Skispringen Olympia
Schmitt droht "Touristen-Rolle" in Turin

Der schleichende Abstieg des Martin Schmitt geht weiter: Bei Olympia droht dem ehemaligen Weltklasse-Skispringer nur die Rolle des Statisten und im nächsten Winter der Absturz in den Interkontinentalcup.

Martin Schmitt droht bei Olympia die Zuschauerrolle und im kommenden Winter sogar der Abstieg aus dem Weltcup. Beim Sondertrainingslager mit Co-Bundestrainer Henry Glaß in Ruhpolding fand der viermalige Weltmeister zwar den perfekten Ski, aber die perfekte Form fehlt knapp eine Woche vor der ersten Flieger-Entscheidung bei den Winterspielen weiterhin.

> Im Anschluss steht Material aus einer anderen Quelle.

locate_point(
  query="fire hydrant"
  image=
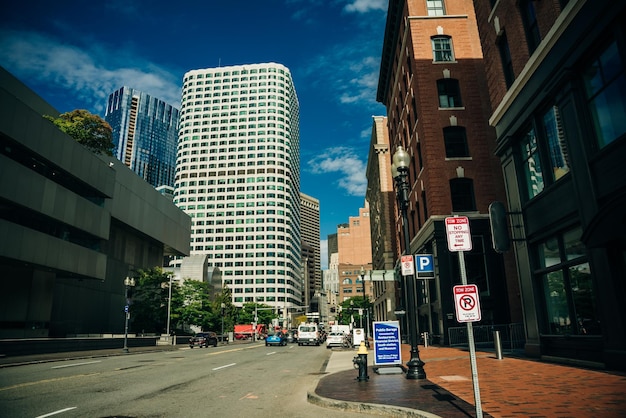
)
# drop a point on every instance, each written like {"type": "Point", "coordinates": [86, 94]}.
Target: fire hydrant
{"type": "Point", "coordinates": [360, 362]}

"Wir haben 40 Sprünge gemacht, die Flüge sehen mit dem weicheren Ski jetzt besser aus. Aber nach drei Tagen Training kann man keine Wunder erwarten", sagte Glaß dem sid: "Ich wünsche Martin einen Start bei den Winterspielen, aber es könnte auch passieren, dass er nur Zuschauer ist." Schließlich präsentierten sich die vier anderen Olympia-Starter Michael Uhrmann, Alexander Herr, Georg Späth und Michael Neumayer beim Weltcup in Willingen zumindest mannschaftlich in sehr guter Form.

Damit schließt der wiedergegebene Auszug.